Separately, at the annual general meeting on April 20, 2026, shareholders approved the 2025 business results and 2026 targets. 2025 revenue was VND 1,490 billion (74.5% of plan) and pre-tax profit was VND 32.3 billion (32.3% of plan). For 2026, the company targets revenue of VND 2,000 billion (including VND 970 billion from rubber products and VND 1,030 billion from trading and other activities) and pre-tax profit of VND 100 billion. A 4% cash dividend for 2025 was also approved.
Market Context
SRC shares closed at VND 53,000 on May 17, 2026, up 1.92% but with extremely low volume of only 100 shares, suggesting limited liquidity. The stock trades on HOSE. The company’s 2025 performance fell significantly short of targets, with profit reaching only 32% of plan. The 2026 targets imply a sharp turnaround, which may be viewed with caution given the weak base. The rubber sector faces headwinds from global demand and input costs.
Strategic Significance
The share issuance from equity is a capital increase without cash inflow, effectively rewarding existing shareholders with more shares. The move boosts charter capital and potentially improves the stock’s liquidity and index weighting. However, the ambitious 2026 profit target (more than triple 2025’s actual) relies heavily on a recovery in rubber product sales and trading revenue.
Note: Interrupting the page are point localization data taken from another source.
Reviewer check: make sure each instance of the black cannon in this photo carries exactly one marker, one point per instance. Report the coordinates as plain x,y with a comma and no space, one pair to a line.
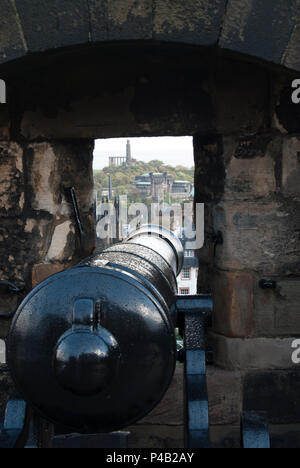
93,349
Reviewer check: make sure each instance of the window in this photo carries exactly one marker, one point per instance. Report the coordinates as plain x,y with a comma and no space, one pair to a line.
189,253
186,273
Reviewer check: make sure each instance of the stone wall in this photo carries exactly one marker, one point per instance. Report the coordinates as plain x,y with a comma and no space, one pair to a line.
38,233
246,139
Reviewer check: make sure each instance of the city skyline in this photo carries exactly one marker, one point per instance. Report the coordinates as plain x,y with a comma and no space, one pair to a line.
173,151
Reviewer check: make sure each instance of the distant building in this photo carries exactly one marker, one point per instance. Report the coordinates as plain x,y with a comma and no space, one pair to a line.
187,280
117,161
155,185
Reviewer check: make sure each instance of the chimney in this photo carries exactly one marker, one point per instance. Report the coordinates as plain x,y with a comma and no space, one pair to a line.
110,191
128,153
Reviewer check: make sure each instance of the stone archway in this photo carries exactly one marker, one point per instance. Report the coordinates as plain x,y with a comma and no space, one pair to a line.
245,130
234,25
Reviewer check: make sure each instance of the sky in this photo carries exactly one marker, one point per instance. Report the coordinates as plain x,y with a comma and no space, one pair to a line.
173,151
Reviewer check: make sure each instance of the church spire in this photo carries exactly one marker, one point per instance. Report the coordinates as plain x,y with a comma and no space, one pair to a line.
128,153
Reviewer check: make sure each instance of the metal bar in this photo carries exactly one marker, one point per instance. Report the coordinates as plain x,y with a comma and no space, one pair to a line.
74,202
194,314
255,431
14,426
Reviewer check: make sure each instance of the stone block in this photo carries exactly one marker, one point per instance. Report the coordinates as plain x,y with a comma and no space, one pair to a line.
291,167
254,353
291,58
285,114
48,25
12,44
224,395
250,168
224,399
285,436
11,179
2,352
225,437
195,22
120,20
55,167
233,304
245,29
277,311
276,393
42,271
261,235
240,111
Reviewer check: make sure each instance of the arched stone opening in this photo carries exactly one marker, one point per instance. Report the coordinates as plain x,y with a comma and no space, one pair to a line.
245,130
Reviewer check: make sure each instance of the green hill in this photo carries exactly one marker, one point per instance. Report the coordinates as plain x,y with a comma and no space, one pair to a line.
123,176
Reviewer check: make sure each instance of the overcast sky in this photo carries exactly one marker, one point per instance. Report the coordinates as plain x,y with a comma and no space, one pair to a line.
173,151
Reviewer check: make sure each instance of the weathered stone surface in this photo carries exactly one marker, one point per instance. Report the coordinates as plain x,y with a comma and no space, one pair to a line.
11,179
210,170
239,111
233,304
2,352
48,25
42,271
285,436
261,236
12,44
291,58
4,122
251,166
225,437
276,393
277,311
286,114
246,30
121,19
195,21
254,353
224,395
224,399
291,167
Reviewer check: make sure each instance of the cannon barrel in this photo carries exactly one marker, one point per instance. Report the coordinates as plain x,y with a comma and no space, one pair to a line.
93,348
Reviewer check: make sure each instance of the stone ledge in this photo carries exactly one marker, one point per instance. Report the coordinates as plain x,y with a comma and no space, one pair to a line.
254,353
224,391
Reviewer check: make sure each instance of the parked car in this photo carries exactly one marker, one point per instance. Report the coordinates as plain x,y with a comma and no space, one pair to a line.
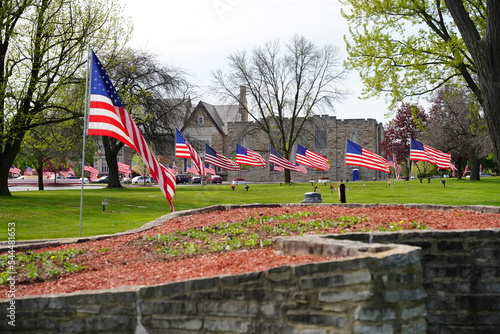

The company’s ability to execute on its plan will be key to investor confidence.
What to Watch
- Q1/2026 earnings release to gauge early progress toward the 2026 targets.
- Rubber prices and demand trends in domestic and export markets.
- Execution of the share issuance timeline and any regulatory approvals.
- Updates on the development investment fund balance and allocation.
- Any changes in dividend policy or additional capital-raising plans.